Karena pada kata Nyai Roro Kidul dimaknai perempuan,  wanita, bunda, ibu, atau dalam pertanyaan apa yang Nietzsche maksudkan dengan kebenaran adalah seorang wanita;  Andaikata metafora kebenaran adalah seorang wanita  lalu bagaimana dapat dijelaskan.   Kedua  menyatakan kebenaran adalah lautan. Maka ada dua kata yang bisa dilakukan oleh Trans Substansi pada makna Nyai Roro Kidul atau Laut Selatan atau Parangtritis yakni [a] kebenaran itu adalah wanita; dan [b] kebenaran adalah lautan. Bagimana upaya mencari kebenaran itu sama dengan {wanita, dan lautan}.

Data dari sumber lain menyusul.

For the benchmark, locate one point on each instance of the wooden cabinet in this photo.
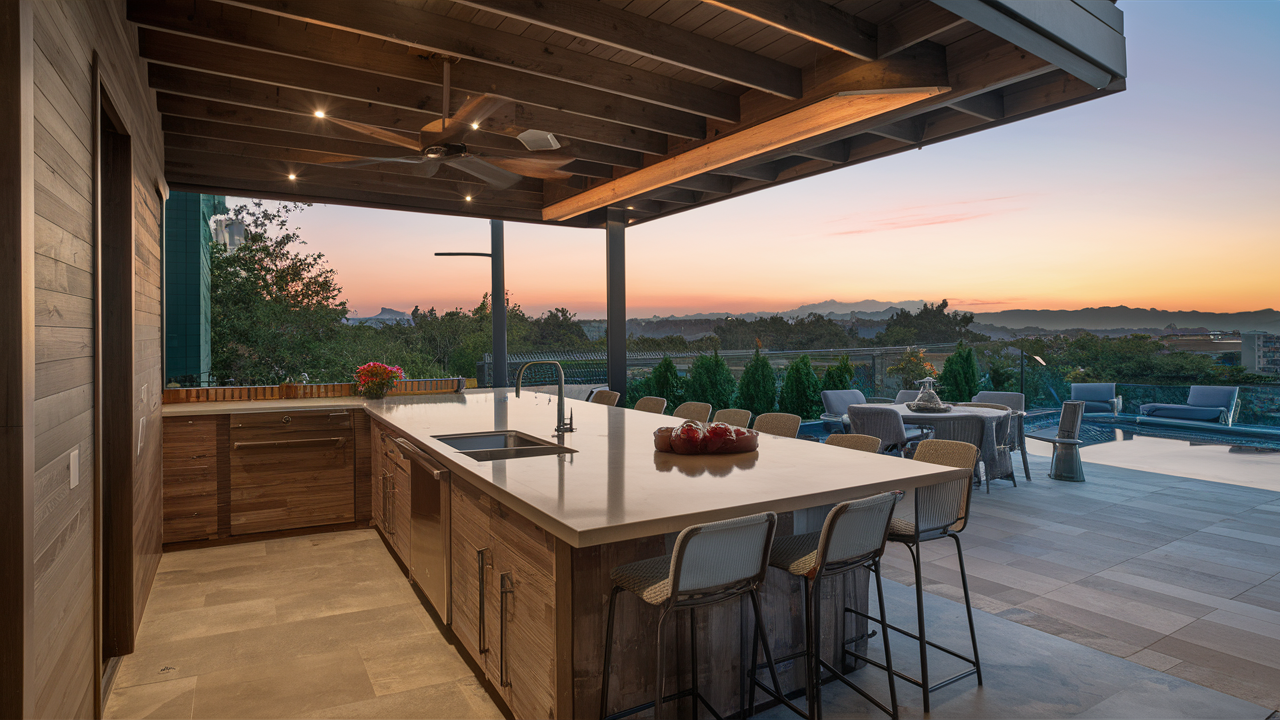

Maka cara memahaminya tidak bisa dipahami dibaca dengan cara kasar, dan gegabah; ia membutuhkan rasa subtil, kematangan batin, dan celah rasa paling dalam. Jika tidak memiliki kompetensi semacam itu mungkin sangat sulit memahami hasil riset ini. Diperlukan gigi yang  kokoh, dan perut yang kuat untuk bisa mengunyah materi bahan tulisan ini agar bisa dibatinkan dan dipahami.

Dengan memahami kerangka pemikiran Friedrich Wilhelm Nietzsche tentang kebenaran adalah wanita atau disejajarkan pada symbol Nyai  Roro Kidul, sesungguhnya hasil riset saya bisa menemukan bentuk pemahaman baru tentang arti kebenaran, moral, dogma, dan cita-cita hakekat kehidupan dalam Jawa Kuna atau Indonesia Lama. Metafora dan Symbol  Nyai  Roro Kidul adalah  "wanita abadi" serta pendiri psikologi yang  menjadi ratu ilmu umat manusia.

 Kebijaksanaan  perempuan,   misteri dan sifat dasar dari setiap kebenaran.  Berbicara tentang sifat perempuan, perempuan itu sendiri atau perempuan abadi, dan kesalahan menentukan kebenaran karena selalu di sinonim untuk kognisi makhluk. Alasan  permusuhan perempuan terhadap kebenaran terletak  pada rasa malu perempuan.  Dan rahasia  kebenaran wanita adalah kenyataan   tidak ada kebenaran, tidak ada dasar bagi jurang wujud makhluk yang ingin dicapai oleh ilmuwan dengan dipandu oleh "garis   kabel kausalitas".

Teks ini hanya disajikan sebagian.